Operation „Abstoßung“

Als die Rettungskredite im griechischen Finanzministerium zusammengeflossen waren, begann die Operation „Abstoßung“. Bereits Oktober 2011 hatte sich die Exposition deutscher Banken in griechischen Staatsschulden eindrucksvoll von 91,4 Mrd. Euro auf 27,8 Mrd. verringert. Fünf Monate später, im März 2012, war sie auf unter 795 Mio. gefallen.

In der Zwischenzeit stießen französische Banken noch schneller ab: im September 2011 waren 63,6 Mrd. Euro von griechischen Staatsanleihen befreit und im Dezember 2012 waren ihre Bücher letztlich von solchen Staatsanleihen „gesäubert“. Die gesamte Operation war also in weniger als zwei Jahren abgeschlossen. Das war der wahre Grund für die griechische „Rettung“.

Epilog

Waren Christine Lagarde und Wolfgang Schäuble so naiv zu hoffen, dass der bankrotte griechische Staat dieses Geld zurückzahlen würde und das sogar mit Zinsen? Natürlich nicht. Sie machten sich da keine Illusionen.
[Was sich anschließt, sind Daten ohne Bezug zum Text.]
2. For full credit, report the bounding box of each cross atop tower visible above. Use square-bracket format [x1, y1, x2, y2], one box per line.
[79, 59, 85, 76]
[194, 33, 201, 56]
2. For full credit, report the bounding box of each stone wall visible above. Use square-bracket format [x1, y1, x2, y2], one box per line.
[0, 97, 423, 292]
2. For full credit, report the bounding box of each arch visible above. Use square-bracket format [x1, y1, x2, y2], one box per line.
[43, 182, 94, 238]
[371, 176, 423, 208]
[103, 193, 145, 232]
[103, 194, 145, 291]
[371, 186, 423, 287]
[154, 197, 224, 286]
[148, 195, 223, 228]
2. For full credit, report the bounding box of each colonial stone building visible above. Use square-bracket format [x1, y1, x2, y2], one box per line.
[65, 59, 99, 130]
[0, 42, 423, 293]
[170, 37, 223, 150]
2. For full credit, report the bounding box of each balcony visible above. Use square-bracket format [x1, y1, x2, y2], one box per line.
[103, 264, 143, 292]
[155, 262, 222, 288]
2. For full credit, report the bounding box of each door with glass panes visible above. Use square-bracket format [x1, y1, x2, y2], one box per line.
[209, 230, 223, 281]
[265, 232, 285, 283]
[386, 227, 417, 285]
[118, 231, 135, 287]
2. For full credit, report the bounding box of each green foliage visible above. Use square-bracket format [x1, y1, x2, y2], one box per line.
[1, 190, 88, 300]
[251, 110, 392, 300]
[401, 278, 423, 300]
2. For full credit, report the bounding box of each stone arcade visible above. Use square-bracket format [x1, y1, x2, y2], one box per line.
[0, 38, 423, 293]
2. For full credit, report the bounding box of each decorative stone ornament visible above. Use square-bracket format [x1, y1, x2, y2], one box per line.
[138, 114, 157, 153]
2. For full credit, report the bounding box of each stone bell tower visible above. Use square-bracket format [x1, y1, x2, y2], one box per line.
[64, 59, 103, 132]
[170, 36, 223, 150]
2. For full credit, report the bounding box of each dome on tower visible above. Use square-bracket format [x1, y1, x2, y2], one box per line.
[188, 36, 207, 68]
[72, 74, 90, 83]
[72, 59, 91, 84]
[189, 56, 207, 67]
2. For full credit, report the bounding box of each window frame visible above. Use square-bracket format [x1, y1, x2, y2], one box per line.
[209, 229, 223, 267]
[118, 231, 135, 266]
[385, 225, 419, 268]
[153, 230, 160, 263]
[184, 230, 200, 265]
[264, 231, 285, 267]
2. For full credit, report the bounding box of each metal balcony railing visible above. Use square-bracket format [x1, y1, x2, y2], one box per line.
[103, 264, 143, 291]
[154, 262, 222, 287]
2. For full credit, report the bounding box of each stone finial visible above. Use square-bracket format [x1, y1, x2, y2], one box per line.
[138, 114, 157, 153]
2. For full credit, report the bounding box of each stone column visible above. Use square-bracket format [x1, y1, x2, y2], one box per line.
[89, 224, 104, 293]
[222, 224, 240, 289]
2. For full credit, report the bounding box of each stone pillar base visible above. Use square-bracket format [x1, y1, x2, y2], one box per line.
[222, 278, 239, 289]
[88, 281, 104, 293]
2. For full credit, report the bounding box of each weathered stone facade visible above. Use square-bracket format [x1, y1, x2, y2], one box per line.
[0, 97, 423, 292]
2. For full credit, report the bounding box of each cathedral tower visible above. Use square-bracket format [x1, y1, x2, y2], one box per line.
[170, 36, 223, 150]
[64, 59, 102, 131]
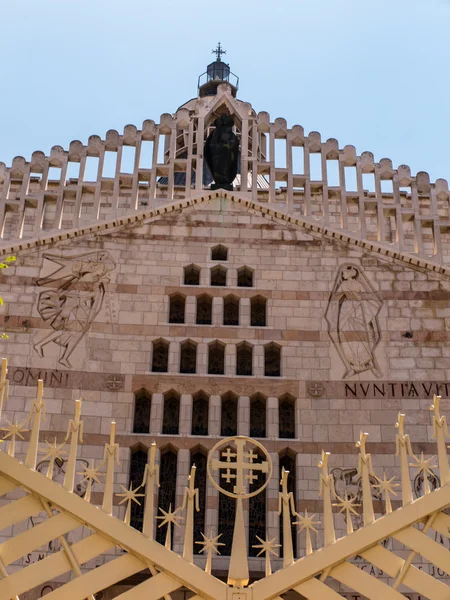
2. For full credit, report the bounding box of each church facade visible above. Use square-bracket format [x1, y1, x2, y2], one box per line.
[0, 54, 450, 600]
Sie wussten, dass das, was sie taten, nichts anderes war als eine zynische Übertragung von Verlusten aus den Büchern französischer und deutscher Banken auf die Schultern der schwächsten Steuerzahler Europas. Sie wussten und wissen, dass es einen Schuldenschnitt für Griechenland geben wird.

Allerdings wäre der Schuldenschnitt gleichbedeutend mit einem Eingeständnis gegenüber Verwaltungsgremien und Parlamenten, dass sie jahrelang gelogen haben. Daher werden sie den Schuldenschnitt „so lange sie können“ verweigern, wobei jede Verzögerung zur Verödung Griechenlands beiträgt.

Wie lange die Dauer von „so lange sie können“ ist? Solange wir Griechen diese Wische unterschreiben, die man uns in der Euro-Gruppe vorlegt und damit im Wesentlichen die Verödung unseres Landes mitunterschreiben.

Gibt es einen anderen Weg für Griechenland? Ja. DiEM25 schlägt Konstruktiven Ungehorsam in Form des “Greek New Deal” vor.

Artikel von Yanis Varoufakis, Original erschienen auf Griechisch in EfSyn. Übersetzung aus dem Griechischen von Ilias Grigoriadis.


[1] Diese Zahlen spiegeln die Tatsache wider, dass Deutschland ca. 27 Prozent des Gesamteinkommens der Eurozone repräsentierte, Frankreich ca. 20 Prozent usw.